Além disso, os componentes são tão pequenos que até um bilhão deles podem ser fabricados usando um quilate de diamante - 1 quilate equivale a 0,2 grama.

Processadores de diamante podem durar para sempre
Imagem de um transístor de nanodiamante feita por um microscópio de rastreamento eletrônico. [Imagem: Davidson Lab]

Filmes de diamante

Os filmes de diamante são feitos a partir de hidrogênio e metano, usando uma técnica chamada deposição de vapor químico, que é amplamente utilizada na indústria de microeletrônica para outras finalidades.

Esta forma de diamante, que se deposita de um vapor sobre uma superfície, tem um custo equivalente a um milésimo de um diamante padrão joia - barato o suficiente para que as empresas começassem a usar revestimentos de diamante em ferramentas de corte e outros produtos industriais.

Assim, acreditam os pesquisadores, o custo de produção de circuitos eletrônicos de nanodiamante pode até ser competitivo com o silício, principalmente se essa produção alcançar grandes escalas.

Os principais usos dos chips de diamante seriam nas chamadas "aplicações de ambiente extremo", o que inclui naves espaciais, satélites artificiais, ambientes de alta radiação e ambientes com extremos de temperatura - um chip de diamante pode funcionar de -180 a +480º C.

Outra aplicação promissora são sistemas que exijam velocidades muito elevadas ou baixíssimo consumo de energia.

Híbrido de válvula e semicondutor

Construir um circuito eletrônico de diamante não consiste simplesmente de replicar com diamante o que é feito com silício e outros materiais semicondutores.

Os circuitos de nanodiamante na verdade são uma espécie de híbrido das antigas válvulas eletrônicas - antigas, mas ainda hoje usadas em circuitos de alta potência e alta fidelidade - com os componentes semicondutores atuais, combinando algumas das melhores qualidades das duas tecnologias.

Os filmes de diamante são produzidos sobre uma base de dióxido de silício.

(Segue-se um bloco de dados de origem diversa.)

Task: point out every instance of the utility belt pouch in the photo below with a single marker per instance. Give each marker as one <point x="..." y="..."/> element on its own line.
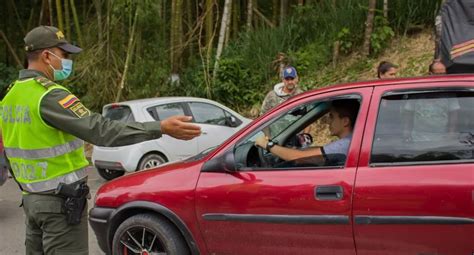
<point x="75" y="195"/>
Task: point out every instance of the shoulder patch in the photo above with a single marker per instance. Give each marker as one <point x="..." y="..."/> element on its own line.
<point x="68" y="101"/>
<point x="44" y="81"/>
<point x="80" y="110"/>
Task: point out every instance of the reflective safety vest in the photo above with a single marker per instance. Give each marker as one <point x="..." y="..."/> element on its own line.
<point x="40" y="155"/>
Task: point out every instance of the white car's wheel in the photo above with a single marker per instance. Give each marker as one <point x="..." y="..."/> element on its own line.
<point x="151" y="161"/>
<point x="109" y="174"/>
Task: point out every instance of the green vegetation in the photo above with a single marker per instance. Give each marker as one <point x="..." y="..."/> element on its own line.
<point x="250" y="62"/>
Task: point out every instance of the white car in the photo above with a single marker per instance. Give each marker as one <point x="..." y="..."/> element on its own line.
<point x="217" y="123"/>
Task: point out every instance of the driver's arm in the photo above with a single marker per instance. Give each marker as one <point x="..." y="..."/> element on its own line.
<point x="287" y="153"/>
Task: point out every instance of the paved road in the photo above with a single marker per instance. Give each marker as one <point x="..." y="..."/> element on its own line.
<point x="12" y="226"/>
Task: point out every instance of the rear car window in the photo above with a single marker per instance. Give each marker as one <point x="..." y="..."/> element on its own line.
<point x="424" y="127"/>
<point x="167" y="110"/>
<point x="119" y="112"/>
<point x="208" y="114"/>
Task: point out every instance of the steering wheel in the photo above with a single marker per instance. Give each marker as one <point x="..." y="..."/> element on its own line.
<point x="261" y="155"/>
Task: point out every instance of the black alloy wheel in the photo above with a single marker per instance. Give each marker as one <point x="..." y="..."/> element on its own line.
<point x="148" y="234"/>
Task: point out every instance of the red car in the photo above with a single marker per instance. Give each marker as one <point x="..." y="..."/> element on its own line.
<point x="403" y="184"/>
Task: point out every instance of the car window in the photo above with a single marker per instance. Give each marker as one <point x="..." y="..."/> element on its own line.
<point x="167" y="110"/>
<point x="208" y="114"/>
<point x="290" y="130"/>
<point x="424" y="127"/>
<point x="119" y="112"/>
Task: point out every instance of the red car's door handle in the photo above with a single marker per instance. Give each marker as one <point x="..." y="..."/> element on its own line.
<point x="330" y="192"/>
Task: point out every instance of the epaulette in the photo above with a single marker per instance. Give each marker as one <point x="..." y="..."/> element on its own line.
<point x="44" y="81"/>
<point x="5" y="90"/>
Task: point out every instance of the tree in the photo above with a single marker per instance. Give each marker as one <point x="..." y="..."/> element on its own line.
<point x="176" y="35"/>
<point x="222" y="33"/>
<point x="369" y="26"/>
<point x="249" y="14"/>
<point x="209" y="23"/>
<point x="283" y="10"/>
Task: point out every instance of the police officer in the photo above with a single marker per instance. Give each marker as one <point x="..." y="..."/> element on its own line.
<point x="282" y="91"/>
<point x="43" y="128"/>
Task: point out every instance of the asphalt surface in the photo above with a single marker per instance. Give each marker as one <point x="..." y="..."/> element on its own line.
<point x="12" y="219"/>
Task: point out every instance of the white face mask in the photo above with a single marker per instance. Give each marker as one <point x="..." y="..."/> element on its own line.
<point x="65" y="71"/>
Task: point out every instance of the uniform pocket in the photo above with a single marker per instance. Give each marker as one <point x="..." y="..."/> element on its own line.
<point x="48" y="206"/>
<point x="71" y="252"/>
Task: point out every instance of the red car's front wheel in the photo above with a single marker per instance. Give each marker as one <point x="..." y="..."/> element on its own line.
<point x="148" y="234"/>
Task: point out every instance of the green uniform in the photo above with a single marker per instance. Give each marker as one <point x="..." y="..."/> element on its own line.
<point x="61" y="121"/>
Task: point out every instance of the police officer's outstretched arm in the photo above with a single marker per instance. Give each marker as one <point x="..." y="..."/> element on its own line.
<point x="64" y="111"/>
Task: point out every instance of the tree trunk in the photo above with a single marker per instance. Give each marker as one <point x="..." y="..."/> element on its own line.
<point x="98" y="11"/>
<point x="236" y="19"/>
<point x="176" y="35"/>
<point x="275" y="11"/>
<point x="50" y="9"/>
<point x="17" y="15"/>
<point x="59" y="13"/>
<point x="209" y="23"/>
<point x="369" y="25"/>
<point x="76" y="24"/>
<point x="128" y="57"/>
<point x="12" y="50"/>
<point x="224" y="28"/>
<point x="283" y="10"/>
<point x="249" y="14"/>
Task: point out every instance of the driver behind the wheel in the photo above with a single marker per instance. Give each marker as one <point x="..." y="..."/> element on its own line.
<point x="342" y="116"/>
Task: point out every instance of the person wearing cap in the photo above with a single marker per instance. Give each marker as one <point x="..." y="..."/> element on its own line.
<point x="43" y="129"/>
<point x="282" y="91"/>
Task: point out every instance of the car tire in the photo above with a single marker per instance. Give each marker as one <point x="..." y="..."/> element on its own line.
<point x="109" y="174"/>
<point x="148" y="234"/>
<point x="151" y="161"/>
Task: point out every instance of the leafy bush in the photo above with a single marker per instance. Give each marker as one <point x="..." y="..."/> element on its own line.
<point x="381" y="35"/>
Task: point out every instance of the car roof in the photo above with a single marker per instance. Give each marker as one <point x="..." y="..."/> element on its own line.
<point x="161" y="100"/>
<point x="396" y="81"/>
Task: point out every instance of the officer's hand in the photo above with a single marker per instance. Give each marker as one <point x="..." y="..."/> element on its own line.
<point x="261" y="141"/>
<point x="177" y="127"/>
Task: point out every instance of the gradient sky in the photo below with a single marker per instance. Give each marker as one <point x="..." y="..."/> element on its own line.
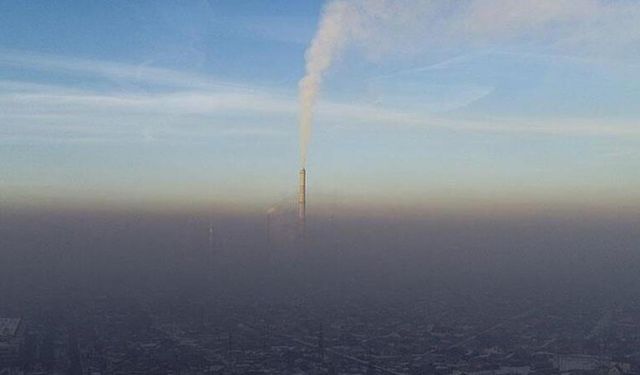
<point x="158" y="102"/>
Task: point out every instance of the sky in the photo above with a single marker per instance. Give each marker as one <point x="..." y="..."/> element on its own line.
<point x="474" y="103"/>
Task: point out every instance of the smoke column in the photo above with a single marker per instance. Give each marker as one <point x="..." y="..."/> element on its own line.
<point x="325" y="46"/>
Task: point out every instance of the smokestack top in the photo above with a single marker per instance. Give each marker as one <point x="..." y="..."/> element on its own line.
<point x="302" y="198"/>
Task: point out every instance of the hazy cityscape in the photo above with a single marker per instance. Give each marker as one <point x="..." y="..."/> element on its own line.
<point x="320" y="187"/>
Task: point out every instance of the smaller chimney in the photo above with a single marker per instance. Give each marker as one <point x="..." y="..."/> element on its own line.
<point x="302" y="200"/>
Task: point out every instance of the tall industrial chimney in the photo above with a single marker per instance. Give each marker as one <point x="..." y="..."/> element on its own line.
<point x="302" y="198"/>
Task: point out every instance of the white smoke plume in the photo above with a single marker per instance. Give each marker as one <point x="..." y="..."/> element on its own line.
<point x="326" y="45"/>
<point x="400" y="28"/>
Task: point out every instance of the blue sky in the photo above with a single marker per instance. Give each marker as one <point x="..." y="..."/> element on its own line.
<point x="195" y="103"/>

De forma muito parecida com o que fazem dentro de uma válvula, os elétrons se movem através do vácuo entre os componentes de diamante, em vez de fluir através de um material sólido, como fazem nos circuitos semicondutores.

Processadores de diamante podem durar para sempre
O pesquisador Weng Poo Kang, membro da equipe, inspeciona uma câmara de vácuo usada para testar os componentes de diamante. [Imagem: Joe Howell/Vanderbilt University]

Ou seja, os circuitos de diamante precisam de vácuo para funcionar.

"Um notebook fica quente porque os elétrons viajando através de seus transistores trombam nos átomos no semicondutor e os aquece," explica Davidson. "Como nossos circuitos fazem o transporte dos elétrons no vácuo, eles não produzem nem uma fração desse calor."

Este é um dos motivos pelos quais esses circuitos gastam tão pouca energia.

Outro motivo é que o diamante é o melhor emissor de elétrons que se conhece, produzindo fortes feixes de elétrons com pouquíssima energia. "Nós calculamos que esses dispositivos usarão um décimo da energia dos mais eficientes circuitos de silício," complementa o pesquisador.

Processador a vácuo

Os circuitos de nanodiamante também são muito pouco afetados pela radiação. A radiação atrapalha o funcionamento dos transistores induzindo cargas indesejadas no silício - imagine um pico de tensão derrubando o disjuntor da sua casa.

Como os circuitos de diamante funcionam no vácuo, não há nada para ser atingido pelas partículas energéticas. Se elas atingirem os anodos ou catodos de nanodiamante, o impacto causará apenas uma pequena flutuação no fluxo de elétrons, e não sua interrupção total, como ocorre em um transístor de silício, por exemplo, que perde a operação que estava sendo feita.

Os circuitos de nanodiamante podem ser fabricados pelos processos usados hoje pela indústria de semicondutores, com a exceção do invólucro do chip, que deverá conter um vácuo em seu interior.

Os processadores atuais são selados no interior de invólucros preenchidos com um gás inerte, como o argônio, ou simplesmente envoltos em plástico, para protegê-los da degradação química.

Segundo Davidson, os selos metálicos usados hoje para a fabricação de chips de grau militar são fortes o suficiente para sustentar um vácuo adequado para os processadores de diamante por séculos.